Résumé de la décision
M.A..., un ressortissant algérien, a été assigné à résidence par le préfet de l'Yonne suite à une obligation de quitter le territoire français. Contre cette décision, M.A... a formé un recours devant la cour administrative, demandant l'annulation de l'arrêté préfectoral et de l'interdiction de retour sur le territoire français pour un an. Cependant, la cour a rejeté sa requête, considérant que l'assignation à résidence était légale, et que les conclusions relatives à l'interdiction de retour étaient irrecevables, car elles n'avaient pas été examinées par le juge de première instance.
Arguments pertinents
1. Sur l'irrecevabilité de la demande d'annulation de l'interdiction de retour :
- La cour souligne que l'examen de la légalité de l'interdiction de retour ne fait pas partie du litige présenté dans cette instance. En conséquence, la requête de M.A... concernant cette interdiction est déclarée irrecevable.

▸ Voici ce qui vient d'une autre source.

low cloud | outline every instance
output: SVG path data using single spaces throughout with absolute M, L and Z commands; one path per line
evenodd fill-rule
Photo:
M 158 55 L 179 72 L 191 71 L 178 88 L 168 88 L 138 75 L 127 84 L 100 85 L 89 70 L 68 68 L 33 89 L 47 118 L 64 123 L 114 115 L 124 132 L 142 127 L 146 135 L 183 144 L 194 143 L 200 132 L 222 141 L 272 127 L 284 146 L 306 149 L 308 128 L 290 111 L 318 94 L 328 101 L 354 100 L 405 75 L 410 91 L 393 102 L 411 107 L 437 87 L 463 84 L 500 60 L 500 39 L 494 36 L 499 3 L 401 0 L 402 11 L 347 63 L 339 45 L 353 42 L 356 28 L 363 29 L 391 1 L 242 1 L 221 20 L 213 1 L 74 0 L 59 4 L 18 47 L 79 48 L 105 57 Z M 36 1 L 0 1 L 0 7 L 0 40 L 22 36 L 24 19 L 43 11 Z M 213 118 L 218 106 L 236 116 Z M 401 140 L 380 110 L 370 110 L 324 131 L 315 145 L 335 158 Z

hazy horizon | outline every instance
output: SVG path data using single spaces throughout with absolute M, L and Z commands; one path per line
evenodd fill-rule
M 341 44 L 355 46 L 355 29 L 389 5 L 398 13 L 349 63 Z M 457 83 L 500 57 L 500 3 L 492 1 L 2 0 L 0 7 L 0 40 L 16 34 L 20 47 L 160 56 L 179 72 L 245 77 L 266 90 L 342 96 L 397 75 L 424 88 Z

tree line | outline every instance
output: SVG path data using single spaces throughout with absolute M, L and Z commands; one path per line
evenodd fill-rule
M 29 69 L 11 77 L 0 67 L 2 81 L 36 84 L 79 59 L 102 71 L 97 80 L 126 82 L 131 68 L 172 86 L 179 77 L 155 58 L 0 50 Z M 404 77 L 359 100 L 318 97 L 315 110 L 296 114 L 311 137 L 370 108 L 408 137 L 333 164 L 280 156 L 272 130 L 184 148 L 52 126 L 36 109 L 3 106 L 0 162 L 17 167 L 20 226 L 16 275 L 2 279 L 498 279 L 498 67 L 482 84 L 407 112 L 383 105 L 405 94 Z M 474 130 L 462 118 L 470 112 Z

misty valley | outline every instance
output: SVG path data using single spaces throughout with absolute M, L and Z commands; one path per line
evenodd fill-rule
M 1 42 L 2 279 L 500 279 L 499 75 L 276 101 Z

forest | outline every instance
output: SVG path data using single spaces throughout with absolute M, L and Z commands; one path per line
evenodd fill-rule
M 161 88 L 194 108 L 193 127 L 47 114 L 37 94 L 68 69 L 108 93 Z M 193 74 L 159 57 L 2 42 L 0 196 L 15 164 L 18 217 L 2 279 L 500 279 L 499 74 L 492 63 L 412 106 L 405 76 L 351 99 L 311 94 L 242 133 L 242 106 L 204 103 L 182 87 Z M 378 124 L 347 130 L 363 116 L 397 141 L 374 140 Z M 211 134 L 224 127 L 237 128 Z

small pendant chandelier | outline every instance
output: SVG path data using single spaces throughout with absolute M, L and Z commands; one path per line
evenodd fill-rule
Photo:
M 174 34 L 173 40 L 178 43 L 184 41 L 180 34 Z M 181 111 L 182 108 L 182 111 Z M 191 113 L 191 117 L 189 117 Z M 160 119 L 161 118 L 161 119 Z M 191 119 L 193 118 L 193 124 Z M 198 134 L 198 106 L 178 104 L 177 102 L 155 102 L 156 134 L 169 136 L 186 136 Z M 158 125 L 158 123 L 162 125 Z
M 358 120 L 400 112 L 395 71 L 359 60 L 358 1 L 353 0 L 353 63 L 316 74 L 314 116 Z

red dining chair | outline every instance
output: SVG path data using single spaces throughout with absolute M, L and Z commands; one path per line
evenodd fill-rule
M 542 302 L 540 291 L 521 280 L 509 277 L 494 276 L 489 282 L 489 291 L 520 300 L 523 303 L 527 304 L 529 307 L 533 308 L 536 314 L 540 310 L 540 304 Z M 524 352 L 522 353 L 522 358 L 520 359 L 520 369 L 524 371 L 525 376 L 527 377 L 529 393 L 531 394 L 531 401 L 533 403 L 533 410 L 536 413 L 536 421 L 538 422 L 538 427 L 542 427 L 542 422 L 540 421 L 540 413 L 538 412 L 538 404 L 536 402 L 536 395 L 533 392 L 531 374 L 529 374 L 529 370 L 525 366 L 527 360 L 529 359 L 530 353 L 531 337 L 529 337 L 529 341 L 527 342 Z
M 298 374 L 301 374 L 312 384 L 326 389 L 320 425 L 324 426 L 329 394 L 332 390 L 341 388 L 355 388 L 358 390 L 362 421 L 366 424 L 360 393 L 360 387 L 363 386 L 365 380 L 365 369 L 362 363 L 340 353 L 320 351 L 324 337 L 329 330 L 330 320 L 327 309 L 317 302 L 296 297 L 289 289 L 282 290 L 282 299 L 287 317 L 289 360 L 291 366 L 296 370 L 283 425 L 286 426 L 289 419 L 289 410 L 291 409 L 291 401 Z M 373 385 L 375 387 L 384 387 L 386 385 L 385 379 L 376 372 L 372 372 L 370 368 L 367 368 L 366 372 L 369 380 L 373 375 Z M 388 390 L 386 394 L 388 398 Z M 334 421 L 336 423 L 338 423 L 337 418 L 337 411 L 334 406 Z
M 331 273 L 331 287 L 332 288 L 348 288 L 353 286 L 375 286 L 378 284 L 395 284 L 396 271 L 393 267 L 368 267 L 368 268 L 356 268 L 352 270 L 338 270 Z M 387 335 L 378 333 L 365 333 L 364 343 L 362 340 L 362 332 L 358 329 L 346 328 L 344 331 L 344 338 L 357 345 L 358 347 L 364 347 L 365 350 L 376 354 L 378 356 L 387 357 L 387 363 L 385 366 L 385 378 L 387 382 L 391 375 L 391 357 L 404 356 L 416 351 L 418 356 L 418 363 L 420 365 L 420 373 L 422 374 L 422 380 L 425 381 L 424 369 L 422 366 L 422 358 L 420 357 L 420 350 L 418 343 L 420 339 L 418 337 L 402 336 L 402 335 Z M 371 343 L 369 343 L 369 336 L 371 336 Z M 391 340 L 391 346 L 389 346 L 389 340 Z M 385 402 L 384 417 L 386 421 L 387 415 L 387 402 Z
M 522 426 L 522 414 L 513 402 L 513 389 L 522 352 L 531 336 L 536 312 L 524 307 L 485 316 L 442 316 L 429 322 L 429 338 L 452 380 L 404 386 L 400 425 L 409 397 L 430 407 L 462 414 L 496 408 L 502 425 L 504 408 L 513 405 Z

2. Sur la légalité de l'assignation à résidence :
- La décision de l'assignation à résidence est justifiée au regard de l'article L. 561-2 du code de l'entrée et du séjour des étrangers et du droit d'asile. Ce dernier permet à l'autorité administrative d'imposer une assignation à résidence à un étranger qui ne peut quitter immédiatement le territoire, sous certaines conditions.
La cour réaffirme que le préfet a légitimement exercé son pouvoir en assignant M.A... à résidence, soulignant qu'il ne s'agit pas d'une ipso facto restriction concernant le risque de fuite.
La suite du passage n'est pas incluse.